CHAPTER 23

Nina

The wedding ceremony is simple. We do it in the MFD garages.

The oil-slick cement is transformed by the new florist from Harleysville, whose last name is also Dean (no relation), into a magical fairyland.

Flowered arches, urns of roses, and likely every pink or white bloom in the entire state of North Carolina, or maybe even the Eastern Seaboard, set the stage around an enormous pink rug with a white runner.

The mayor hears our vows. It’s all like a dream, and I’m so high, I can’t even see the ground.

After Sampson slips a diamond eternity band on my finger, after I slip a plain gold one on his, after we kiss and seal our vows, we move on to our reception.
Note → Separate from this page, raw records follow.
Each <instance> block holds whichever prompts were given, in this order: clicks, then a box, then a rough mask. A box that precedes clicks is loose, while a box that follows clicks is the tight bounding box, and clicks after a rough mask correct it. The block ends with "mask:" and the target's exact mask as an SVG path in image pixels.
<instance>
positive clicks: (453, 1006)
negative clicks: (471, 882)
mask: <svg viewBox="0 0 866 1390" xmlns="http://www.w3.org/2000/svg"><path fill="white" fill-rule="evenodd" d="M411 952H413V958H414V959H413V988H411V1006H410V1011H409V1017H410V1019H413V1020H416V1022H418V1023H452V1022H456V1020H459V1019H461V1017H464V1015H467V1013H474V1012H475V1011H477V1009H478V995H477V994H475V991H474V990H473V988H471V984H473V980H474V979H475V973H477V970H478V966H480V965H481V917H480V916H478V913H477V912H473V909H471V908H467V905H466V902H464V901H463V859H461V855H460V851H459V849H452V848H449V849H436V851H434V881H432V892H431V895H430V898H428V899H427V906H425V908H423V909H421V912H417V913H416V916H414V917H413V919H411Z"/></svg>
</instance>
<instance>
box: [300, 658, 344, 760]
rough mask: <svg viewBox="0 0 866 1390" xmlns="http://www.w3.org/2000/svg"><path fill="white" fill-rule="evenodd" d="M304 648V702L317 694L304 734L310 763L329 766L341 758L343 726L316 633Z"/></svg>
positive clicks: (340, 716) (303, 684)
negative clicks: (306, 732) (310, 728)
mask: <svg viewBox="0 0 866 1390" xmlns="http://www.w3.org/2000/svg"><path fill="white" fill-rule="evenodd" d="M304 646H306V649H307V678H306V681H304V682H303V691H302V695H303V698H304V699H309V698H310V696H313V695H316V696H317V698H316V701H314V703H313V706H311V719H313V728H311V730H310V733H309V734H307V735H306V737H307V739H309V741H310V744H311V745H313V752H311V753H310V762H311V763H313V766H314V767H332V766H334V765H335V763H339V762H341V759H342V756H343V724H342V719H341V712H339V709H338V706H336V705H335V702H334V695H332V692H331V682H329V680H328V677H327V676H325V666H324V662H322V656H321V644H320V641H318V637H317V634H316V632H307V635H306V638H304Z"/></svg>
Which is held in the middle of the road.

Mossburg has shut down Main Street and lined the entire downtown with half-tents, also decorated with twinkly fairy lights and flowers.

All the restaurants have contributed food, and my idea for a simple ceremony has become a town-wide festival instead.

Children run wild. Adults sway to the music of a few volunteer bands.

People dance, sing, drink, eat, and are generally merry.

It’s the most perfect blending of humanity I’ve ever seen.

And it’s not for me. It’s for Sampson, a being who is barely human, and yet, I wasn’t wrong when I said that he’s the most human of us all.

There’s so much love for him in this town, so much respect, that it bleeds into other old enmities and heals them, like the pair of feuding neighbors who now sit with their heads together in quiet conversation, or the current school bully who finds himself wielding a rope so two adorable girls can jump.

Mrs. Baggins and her husband come up to congratulate us. The small woman gives me a hug and whispers in my ear. “I knew you were the one for Sam. I told him I had a girl for him that loved jelly donuts, but I didn’t even have to introduce you. Fate did that for me.”

Sampson glances at me. There’s fire in his eyes every time he looks at me. But that’s okay. That’s the way it’s supposed to be.

I went up in flames the first time I saw my giant.

And nothing is going to douse them again.